Thursday, June 11, 2015

Eleventh Circuit Confirms Low Floor for Copyright in Laminate Flooring Case



       The Eleventh Circuit recently reversed a district court ruling that a design for    
laminated  flooring was not original enough to be copyrighted in Home Legend, LLC v. Mannington Mills, Inc., 784 F.3d 1404 (11th. Cir. 2015).
   
     The district court had granted summary judgment in favor of Home Legend, the accused infringer.  Both companies design laminate wood flooring which consists of wood fiber board with a decorative layer of paper glued on top. Mannington Mills copyrighted a design called "Glazed Maple" which consisted of a digital photograph of fifteen stained and supposedly worn wood planks.  The evidence showed that the design is actually raw wood modified to appear worn over 20-30 years to create a rustic look, using hand tools to gouge the wood and stain applied unevenly to show "wear and tear."  Then the planks were arranged and photographed.  After registering the copyright Mannington discovered that Home Legend was selling flooring it contends is "virtually identical" to the Glazed Maple design. 

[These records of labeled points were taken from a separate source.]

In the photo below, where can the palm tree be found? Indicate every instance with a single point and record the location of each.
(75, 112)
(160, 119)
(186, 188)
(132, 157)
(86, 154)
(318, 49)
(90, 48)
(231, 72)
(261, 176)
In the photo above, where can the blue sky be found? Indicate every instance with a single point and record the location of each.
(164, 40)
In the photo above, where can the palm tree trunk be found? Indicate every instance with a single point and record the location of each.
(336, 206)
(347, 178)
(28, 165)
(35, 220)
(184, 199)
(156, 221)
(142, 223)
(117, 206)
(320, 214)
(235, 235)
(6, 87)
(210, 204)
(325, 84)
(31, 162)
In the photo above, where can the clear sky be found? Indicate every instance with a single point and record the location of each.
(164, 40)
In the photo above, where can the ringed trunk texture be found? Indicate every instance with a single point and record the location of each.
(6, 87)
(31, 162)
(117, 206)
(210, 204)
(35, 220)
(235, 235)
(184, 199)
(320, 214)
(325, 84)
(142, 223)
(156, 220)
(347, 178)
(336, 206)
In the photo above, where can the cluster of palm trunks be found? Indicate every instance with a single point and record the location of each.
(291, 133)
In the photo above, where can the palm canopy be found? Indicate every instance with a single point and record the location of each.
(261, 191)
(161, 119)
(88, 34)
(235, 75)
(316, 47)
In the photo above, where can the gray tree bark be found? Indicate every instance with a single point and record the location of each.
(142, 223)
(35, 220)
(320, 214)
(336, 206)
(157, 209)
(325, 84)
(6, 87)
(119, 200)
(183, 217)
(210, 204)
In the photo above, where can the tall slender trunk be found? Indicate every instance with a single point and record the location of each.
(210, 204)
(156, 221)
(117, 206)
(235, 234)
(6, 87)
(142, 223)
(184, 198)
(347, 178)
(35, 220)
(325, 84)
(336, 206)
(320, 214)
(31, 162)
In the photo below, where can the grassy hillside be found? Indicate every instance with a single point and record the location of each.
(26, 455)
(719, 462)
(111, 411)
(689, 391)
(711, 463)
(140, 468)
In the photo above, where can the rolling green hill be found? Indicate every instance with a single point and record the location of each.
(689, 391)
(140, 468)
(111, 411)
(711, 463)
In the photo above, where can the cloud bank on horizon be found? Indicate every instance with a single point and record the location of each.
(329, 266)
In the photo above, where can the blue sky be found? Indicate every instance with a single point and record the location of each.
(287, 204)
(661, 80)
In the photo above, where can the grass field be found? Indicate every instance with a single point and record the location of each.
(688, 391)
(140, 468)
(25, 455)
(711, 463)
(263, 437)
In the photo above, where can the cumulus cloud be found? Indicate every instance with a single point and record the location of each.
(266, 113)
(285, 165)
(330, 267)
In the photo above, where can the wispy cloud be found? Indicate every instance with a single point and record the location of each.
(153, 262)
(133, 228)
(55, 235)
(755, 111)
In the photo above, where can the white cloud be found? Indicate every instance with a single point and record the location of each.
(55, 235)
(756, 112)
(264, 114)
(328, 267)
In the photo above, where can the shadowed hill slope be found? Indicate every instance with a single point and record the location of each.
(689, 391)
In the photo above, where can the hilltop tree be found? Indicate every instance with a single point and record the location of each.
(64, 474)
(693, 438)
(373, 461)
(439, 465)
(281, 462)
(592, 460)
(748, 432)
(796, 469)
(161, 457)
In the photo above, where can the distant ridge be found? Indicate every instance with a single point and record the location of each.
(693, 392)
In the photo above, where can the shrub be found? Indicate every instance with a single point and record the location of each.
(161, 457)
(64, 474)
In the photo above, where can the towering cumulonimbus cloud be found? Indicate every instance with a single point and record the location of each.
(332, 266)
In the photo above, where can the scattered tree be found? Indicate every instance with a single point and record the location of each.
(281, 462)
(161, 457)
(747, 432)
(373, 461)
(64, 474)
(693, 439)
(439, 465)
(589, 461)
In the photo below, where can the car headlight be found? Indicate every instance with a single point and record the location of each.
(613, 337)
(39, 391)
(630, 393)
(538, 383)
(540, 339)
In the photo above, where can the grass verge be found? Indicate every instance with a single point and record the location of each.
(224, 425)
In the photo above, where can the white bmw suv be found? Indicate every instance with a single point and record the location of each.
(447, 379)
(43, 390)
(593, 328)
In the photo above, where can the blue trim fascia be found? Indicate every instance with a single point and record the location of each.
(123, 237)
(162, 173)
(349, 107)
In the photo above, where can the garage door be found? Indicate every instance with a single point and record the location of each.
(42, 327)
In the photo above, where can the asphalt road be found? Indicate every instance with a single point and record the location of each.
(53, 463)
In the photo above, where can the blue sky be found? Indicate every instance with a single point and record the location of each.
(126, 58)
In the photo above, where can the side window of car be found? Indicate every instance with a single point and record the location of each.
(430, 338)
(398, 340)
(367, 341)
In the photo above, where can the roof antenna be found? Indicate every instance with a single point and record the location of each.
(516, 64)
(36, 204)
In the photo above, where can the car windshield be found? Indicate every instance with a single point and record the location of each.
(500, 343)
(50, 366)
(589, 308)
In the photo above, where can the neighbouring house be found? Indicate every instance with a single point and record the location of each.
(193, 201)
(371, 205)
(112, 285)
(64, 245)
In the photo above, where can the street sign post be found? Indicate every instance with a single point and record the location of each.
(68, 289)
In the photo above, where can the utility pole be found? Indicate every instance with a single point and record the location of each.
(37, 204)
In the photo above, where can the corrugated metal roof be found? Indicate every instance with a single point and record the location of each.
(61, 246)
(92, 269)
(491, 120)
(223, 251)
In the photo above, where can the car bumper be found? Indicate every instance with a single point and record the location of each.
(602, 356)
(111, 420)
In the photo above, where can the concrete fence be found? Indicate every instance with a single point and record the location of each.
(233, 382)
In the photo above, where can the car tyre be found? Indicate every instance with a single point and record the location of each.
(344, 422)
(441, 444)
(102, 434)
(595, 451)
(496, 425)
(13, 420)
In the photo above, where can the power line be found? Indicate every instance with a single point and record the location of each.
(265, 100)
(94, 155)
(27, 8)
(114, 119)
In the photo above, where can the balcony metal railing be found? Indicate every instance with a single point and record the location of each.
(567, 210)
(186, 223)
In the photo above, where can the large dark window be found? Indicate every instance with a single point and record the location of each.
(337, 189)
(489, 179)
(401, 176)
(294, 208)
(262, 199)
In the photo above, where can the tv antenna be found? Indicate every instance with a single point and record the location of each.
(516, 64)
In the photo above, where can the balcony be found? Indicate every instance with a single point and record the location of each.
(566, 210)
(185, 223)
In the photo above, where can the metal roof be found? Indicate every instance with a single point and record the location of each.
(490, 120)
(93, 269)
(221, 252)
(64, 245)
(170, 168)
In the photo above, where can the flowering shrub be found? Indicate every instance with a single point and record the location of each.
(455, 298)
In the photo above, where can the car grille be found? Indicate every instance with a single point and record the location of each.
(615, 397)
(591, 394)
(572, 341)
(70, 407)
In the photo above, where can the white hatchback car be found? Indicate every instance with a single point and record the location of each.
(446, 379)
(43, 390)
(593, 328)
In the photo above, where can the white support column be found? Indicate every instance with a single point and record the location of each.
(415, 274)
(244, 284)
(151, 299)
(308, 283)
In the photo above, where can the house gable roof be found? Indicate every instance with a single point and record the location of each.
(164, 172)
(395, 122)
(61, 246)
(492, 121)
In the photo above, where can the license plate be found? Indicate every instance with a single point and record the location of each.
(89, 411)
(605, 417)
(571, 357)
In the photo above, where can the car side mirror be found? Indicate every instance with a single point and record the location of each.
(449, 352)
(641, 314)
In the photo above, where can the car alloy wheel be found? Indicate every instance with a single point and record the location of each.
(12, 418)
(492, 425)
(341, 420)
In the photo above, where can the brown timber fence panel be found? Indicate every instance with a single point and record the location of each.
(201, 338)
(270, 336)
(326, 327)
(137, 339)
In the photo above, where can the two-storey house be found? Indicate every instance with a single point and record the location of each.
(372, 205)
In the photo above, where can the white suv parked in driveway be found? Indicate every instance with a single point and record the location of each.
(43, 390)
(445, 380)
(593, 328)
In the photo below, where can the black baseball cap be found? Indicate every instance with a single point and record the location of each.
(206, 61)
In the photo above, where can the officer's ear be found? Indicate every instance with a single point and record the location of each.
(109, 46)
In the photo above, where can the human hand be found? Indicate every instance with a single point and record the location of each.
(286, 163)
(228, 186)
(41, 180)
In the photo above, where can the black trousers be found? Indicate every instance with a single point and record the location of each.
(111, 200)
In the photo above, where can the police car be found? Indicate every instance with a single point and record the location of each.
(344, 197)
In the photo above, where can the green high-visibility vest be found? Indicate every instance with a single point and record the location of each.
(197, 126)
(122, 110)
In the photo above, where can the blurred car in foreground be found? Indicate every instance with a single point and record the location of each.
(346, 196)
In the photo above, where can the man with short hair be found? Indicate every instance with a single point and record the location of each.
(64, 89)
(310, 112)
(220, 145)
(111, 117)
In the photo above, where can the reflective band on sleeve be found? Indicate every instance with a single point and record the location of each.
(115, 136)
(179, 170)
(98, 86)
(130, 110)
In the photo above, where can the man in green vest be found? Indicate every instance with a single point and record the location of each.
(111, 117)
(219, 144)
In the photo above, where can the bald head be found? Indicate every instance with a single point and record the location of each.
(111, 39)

      Home Legend argued that the copyright should be thrown out because it covered subject matter that was not eligible for copyright.  First, it argued that the design lacked the requisite originality to be considered an original work of authorship under Section 102(a) of the Copyright Act.  The Eleventh Circuit held that the floor design was original enough for copyright, noting that for purposes of copyright law originality only requires "independent creation" by the author "plus a modicum of creativity."  The district court found that the design merely depicted elements found in nature.  However, the Eleventh Circuit noted that the photographs were not merely of the raw wood grain, which would not be original, but consisted of raw wood that had been worked to resemble what the designers thought aged wood "might" look like.  Thus, the creative element necessary was present in the design.  Moreover, the court noted that the designers had specifically chosen certain planks and arranged them in a way they deemed most aesthetically worthy of an old rustic hardwood floor.  Thus, enough creative effort had been exerted to satisfy the originality requirement. 

      Home Legend also argued that the decorative paper image of maple was inseparable from a useful article, the wood flooring fiberboard to which it was attached.  Section 101 of the Copyright Act states that the design of a useful article is only copyrightable as a pictorial, graphic or sculptural work if the design incorporates features that can be identified separately from and are capable of existing independently of the utilitarian aspects of the article.  The court below had reasoned that neither the flooring nor the design layer would be marketable without the other, and thus it is inseparable.  The district court reasoned that a photo of a wood floor could only be sold attached to floorboard.  However, the court noted that separability means that the design is either physically severable from the utilitarian article or conceptually severable.  Here, clearly the paper designs glued onto the flooring are interchangeable with others, and therefore obviously physically severable.  It was also conceptually severable, according to the court, because the design could conceivably attached to something besides flooring, such as wallpaper.   

     The court concluded by noting that the copyright for the design is not that strong, because the features of each individual plank in the photo are not copyrightable because this merely shows the features of the underlying wood (although this seems at odds with the court's description of the creative work that went into working on each plank).  Therefore the design is a derivative work (the strongest protection is for a creative work, second is for a derivative work, and third is for a compilation).  Therefore only identical or near-identical copies infringe the trademark.  It would not be infringing to use similar efforts to create and aged maple design.